L’uomo, abitante di questo nucleo urbano sporco, malsano e senza prospettive, si sta auto condannando alla morte e alla degenerazione morale, come dimostra la figura di Vaucan. Preferisce abbandonarsi ad un violento e animalesco senso di paura o alla nichilistica illusione di un’esistenza in cui respirare equivale a vivere. L’uomo, ci dice Ibanez, si sta accontentando di una presente dove non c’è spazio per la memoria e non è neanche capace di scorgere l’avvenire, come se infondo fosse cosciente della propria sconfitta e non possa più di reagire. Il tempo del genere umano sopravvivrà nella macchina, viene detto ad un certo punto, e sottolinea quel senso di forte pessimiso che già Her di Spike Jonze aveva lasciato intuire, in quel caso, dietro il racconto da love story: la creatura-macchina non solo si è evoluta rispetto al creatore, ma oramai lo sta superando e lo lascia solo a fare i conti con la propria vulnerabilità. Proprio come suggerisce il viaggio di consapevolezza alla ricerca dell’orologiaio che il disilluso detective compie suo malgrado attraverso quell’infinito deserto su tutto il globo terrestre (svuotato da ogni elemento organico) non può esserci un domani se non per gli automi: l’unica e amara verità che gli (e ci) viene rivelata non riguarda il progresso evolutivo di matrice darwiniana nei Pilgrim 7000 , ma il fatto che l’uomo non ha più una meta o le possibilità per costruirsi un futuro di serenità e speranze, se non è disposto a fare un passo ulteriore verso la vita (qui rappresentato dalla famiglia del protagonista e l’imminente paternità).
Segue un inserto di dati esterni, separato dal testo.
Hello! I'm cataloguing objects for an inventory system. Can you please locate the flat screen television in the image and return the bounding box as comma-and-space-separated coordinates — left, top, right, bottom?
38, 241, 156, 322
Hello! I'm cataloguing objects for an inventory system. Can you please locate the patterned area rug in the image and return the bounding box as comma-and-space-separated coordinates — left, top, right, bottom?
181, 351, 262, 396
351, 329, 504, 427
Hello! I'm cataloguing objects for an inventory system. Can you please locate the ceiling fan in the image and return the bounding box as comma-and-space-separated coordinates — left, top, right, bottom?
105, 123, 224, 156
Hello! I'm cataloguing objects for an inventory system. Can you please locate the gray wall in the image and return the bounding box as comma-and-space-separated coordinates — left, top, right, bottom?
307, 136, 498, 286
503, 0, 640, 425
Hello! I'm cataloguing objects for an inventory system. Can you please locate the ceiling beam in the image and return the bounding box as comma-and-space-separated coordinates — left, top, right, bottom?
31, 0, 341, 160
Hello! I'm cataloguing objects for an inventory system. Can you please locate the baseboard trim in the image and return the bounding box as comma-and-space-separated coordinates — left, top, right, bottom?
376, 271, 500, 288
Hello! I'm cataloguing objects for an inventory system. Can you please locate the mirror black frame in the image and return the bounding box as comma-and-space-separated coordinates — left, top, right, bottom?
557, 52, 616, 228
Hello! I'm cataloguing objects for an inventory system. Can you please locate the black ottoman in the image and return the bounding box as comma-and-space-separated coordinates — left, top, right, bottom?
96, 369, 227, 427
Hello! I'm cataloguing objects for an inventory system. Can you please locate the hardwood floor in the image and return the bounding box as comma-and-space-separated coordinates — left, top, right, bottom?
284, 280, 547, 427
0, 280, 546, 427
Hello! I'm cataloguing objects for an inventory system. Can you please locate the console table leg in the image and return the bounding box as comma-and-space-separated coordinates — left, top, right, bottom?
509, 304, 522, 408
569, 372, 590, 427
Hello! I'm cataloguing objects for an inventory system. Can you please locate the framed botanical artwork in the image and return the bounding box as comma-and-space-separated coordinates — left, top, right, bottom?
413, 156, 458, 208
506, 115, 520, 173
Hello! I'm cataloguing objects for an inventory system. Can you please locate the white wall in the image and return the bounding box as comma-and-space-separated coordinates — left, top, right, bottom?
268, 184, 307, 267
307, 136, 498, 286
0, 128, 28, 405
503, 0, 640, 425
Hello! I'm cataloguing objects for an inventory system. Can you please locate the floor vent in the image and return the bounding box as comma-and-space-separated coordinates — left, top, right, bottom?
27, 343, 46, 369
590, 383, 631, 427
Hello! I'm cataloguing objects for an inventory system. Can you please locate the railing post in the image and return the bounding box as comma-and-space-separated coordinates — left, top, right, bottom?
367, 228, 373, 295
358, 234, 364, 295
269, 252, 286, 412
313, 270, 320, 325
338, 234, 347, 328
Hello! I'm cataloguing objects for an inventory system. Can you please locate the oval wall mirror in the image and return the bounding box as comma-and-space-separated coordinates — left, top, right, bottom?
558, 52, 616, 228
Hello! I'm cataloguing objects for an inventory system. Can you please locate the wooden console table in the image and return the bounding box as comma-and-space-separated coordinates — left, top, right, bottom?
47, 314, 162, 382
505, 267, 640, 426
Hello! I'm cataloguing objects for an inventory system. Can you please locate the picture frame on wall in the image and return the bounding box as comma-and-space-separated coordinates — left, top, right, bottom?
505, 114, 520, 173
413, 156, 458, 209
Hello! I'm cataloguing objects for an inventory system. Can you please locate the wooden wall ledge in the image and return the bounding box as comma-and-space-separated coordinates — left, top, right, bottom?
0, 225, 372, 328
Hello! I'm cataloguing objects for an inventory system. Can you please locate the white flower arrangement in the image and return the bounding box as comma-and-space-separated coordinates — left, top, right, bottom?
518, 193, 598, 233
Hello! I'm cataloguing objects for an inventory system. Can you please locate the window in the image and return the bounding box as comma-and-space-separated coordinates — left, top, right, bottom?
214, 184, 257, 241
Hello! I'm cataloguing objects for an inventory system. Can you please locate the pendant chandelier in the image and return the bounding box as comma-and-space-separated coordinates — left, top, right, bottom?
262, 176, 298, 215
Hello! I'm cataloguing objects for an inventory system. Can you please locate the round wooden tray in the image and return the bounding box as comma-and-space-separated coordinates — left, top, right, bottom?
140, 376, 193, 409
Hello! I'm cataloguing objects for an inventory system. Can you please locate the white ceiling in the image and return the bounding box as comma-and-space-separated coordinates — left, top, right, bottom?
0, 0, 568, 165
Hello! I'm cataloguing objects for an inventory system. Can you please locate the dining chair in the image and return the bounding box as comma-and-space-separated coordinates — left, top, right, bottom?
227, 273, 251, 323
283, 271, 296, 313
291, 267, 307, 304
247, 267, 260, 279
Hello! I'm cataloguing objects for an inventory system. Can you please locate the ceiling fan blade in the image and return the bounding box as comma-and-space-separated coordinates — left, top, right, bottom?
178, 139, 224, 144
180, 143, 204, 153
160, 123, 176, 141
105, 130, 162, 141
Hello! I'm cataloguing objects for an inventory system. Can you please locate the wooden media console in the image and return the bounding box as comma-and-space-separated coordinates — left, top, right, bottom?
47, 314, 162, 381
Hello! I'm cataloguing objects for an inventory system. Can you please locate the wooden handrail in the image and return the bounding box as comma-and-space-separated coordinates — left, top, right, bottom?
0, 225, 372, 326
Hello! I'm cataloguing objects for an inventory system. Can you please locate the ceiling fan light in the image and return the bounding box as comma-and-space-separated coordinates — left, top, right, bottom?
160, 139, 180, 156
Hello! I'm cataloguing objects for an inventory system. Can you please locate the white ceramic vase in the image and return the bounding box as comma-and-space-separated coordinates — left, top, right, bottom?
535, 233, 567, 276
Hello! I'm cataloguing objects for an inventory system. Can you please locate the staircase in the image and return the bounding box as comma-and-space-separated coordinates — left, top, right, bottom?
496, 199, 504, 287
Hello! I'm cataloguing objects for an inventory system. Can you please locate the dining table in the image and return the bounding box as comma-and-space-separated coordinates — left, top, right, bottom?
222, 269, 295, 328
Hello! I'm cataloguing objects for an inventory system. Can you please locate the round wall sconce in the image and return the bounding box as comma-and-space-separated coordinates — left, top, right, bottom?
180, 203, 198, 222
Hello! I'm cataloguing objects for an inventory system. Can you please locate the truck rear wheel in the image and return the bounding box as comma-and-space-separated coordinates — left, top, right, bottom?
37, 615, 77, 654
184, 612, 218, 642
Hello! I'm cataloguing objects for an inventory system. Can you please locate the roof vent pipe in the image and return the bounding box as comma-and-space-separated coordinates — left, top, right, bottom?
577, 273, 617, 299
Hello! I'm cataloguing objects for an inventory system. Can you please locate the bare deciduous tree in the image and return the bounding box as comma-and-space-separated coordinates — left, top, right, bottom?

Nonostante i buoni spunti e l’efficace caratterizzazione degli androidi, Automata soffre di un evidente debito estetico sfacciatamente ripreso dall’immaginario di Blade Runner, e non riesce minimamente a dirci qualcosa di nuovo sul tema se non a tratti. I suoi punti di forza si limitano dunque ad un intrattenimento piacevole e a dei momenti visivi di grande fascino, seppur anche lì non particolarmente originali.

Automata poteva essere una buona alternativa, un tentativo europeo di misurarsi con la fantascienza e la possibilità per Gabe Ibanez di esaltare le sue qualità di bravo mestierante; quel che abbiamo è un film che prova a rischiare sul piano dei temi e pone coraggiosamente la narrazione su ritmi non forsennati ma non va oltre come si poteva sperare.